Il “securitarismo” materia nuova?

«La paranoia “securitaria” è da sempre un sintomo del vuoto e dell’impotenza reale del “Palazzo”. ma è evidente che la sicurezza nella Festa di Sant’Agata appartiene al buonsenso di tutti i devoti, tutti. E a Sant’Agata che ci protegge. Chi alla Santa “non ci crede” è megghju ca si resta a so casa!. Ovvio che le “misure di sicurezza”, normali e ordinarie, come sempre, vanno praticate: ma senza pruvulazzu elettoralistico. Lo spettacolo dei fuochi ieri sera in piazza Duomo è stato patetico: “bummi” ad uso di videoriprese, spot televisivi… un set sicuritario-demenziale per turisti. Una piazza mezza vuota, senz’anima».

Agata disse “no” al potere, però è il potere a gestire la festa…

«Se parliamo di questi pupi catanesi, il concetto di “Potere” è esagerato. A parte un paio, non contano nulla. Comunque è vero che, da secoli, il “Potere” cerca di dominare la “festa” e di farne un suo teatro. Ma ormai si aggrappano alle teatrate».

Oggi, quanta autenticità c’è, se c’è?

«È già un miracolo che la festa ci sia ancora e ci ponga domande come queste. “Agata” è stata regolarmente presa in ostaggio dal potere di turno, ma non è la prima volta. Ma Agata appartiene al suo popolo “il Popolo del Mondo” che non si piega alla prepotenza, è una lezione vivente di resistenza al potere, ma è, dal profondo, anche una proiezione metastorica di quella forza mentale della Grande Madre che – trasmigrando in forme mutevoli – tiene ancora in vita l’anima resistente del popolo siciliano, il suo respiro sfinito come quello del devoto che porta sulle spalle il cero votivo. Volendo, la festa millenaria è anche metafora di altro: di un popolo che deve governarsi nello spirito universale di libertà che ci ha lasciato Agata in eredità. Agata è santa in tutte le religioni e confessioni monoteiste, ma lo sanno in pochi. A rigor teologico non è “cattolica”, più di quanto non sia “ortodossa”, “protestante” o perfino “islamica”. Tanti non credenti sono attratti da Agata, e la cosa non mi sorprende, anzi mi commuove in modo particolare: ma se non sono bastati secoli e secoli per spiegare queste cose elementari, vuol dire che il diavolo esiste (e il Concilio ecumenico Vaticano II è fallito).

E secondo lei i catanesi lo sanno?

«No, e chi dovrebbe dirglielo?
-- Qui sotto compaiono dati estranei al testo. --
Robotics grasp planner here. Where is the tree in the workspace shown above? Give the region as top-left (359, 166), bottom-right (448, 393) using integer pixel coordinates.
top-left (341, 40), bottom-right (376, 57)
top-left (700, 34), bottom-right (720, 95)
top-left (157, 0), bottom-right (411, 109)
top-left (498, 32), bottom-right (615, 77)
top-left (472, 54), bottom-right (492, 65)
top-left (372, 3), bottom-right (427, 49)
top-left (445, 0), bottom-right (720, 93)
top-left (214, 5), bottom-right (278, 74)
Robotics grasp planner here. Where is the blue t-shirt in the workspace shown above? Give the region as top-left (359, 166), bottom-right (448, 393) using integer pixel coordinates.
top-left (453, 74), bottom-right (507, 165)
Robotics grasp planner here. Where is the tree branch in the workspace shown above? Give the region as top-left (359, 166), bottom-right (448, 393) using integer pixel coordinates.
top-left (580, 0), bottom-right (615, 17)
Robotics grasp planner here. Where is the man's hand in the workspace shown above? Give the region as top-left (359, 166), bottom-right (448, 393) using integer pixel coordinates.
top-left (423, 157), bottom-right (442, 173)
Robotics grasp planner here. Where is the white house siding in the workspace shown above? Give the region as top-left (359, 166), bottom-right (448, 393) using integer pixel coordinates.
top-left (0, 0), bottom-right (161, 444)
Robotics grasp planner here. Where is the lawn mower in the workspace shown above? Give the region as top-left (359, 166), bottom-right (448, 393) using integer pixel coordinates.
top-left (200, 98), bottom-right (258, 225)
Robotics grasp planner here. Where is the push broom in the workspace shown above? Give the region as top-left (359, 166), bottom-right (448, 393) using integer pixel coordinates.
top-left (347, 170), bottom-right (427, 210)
Serve un’altra “pastorale”, ispirata alla “Teologia della LiberAzione”. Neanche in provincia di Catania c’è una vera devozione. E Agata, santa universale (nata a Palermo), è Sola anche in Sicilia. Il Suo messaggio è di potenza liberatrice “insopportabile” per la sicilietta colonizzata. Ma Agata è più viva di noi: è una giovane ribelle della cui lezione non siamo degni. Comunque la Devozione per Agata – che a Catania è più radicata e multiforme di quanto non si veda- mantiene ancora una sua carica spirituale di liberazione e non di rassegnazione. E sarà così fin quando ne potremo parlare senza essere presi per “malati di mente”. Quanto alle famigerate “regole”: la prima regola è pregare e meditare sulla propria fede. Al momento, Agata è un esempio luminoso, ma anche un modello inarrivabile: al suo cospetto semu nenti!. Altro che tutti devoti!».